FIG. 3 is an explanatory diagram showing a method for measuring scattered light according to an embodiment of the present invention.

FIG. 4 is an explanatory diagram showing a method for measuring a scattering angle distribution of scattered light according to an embodiment of the present invention.

Claims (2)

[Claims] 1. A scattered light measuring method for detecting scattered light from an optical element using an integrating sphere, wherein scattered light near a reflected light axis leaking from a hole provided in the integrating sphere for letting the reflected light escape , Characterized in that it is reflected by a concave mirror for scattered light reflection disposed around the extension line of the reflected light axis away from the integrating sphere and returned to the integrating sphere side to improve the ability to detect scattered light in the vicinity of the reflected light axis.

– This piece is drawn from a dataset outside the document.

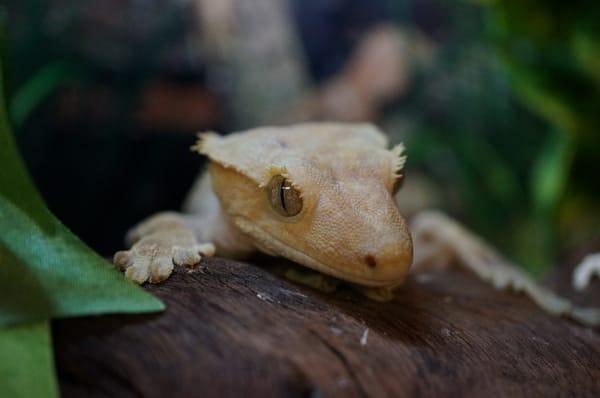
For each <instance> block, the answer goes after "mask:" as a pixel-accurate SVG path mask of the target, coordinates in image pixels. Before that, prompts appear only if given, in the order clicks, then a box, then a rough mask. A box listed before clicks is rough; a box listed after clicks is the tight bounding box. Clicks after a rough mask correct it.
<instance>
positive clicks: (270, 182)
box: [267, 176, 302, 217]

For measuring scattered light. 2. An integrating sphere or a measurement sample in an apparatus for detecting scattered light from an optical element using an integrating sphere is moved in parallel along an incident optical axis to limit a scattering angle of scattered light taken into the integrating sphere. A method for measuring the scattering angle distribution of scattered light, which comprises measuring the scattered light at each position in the above state.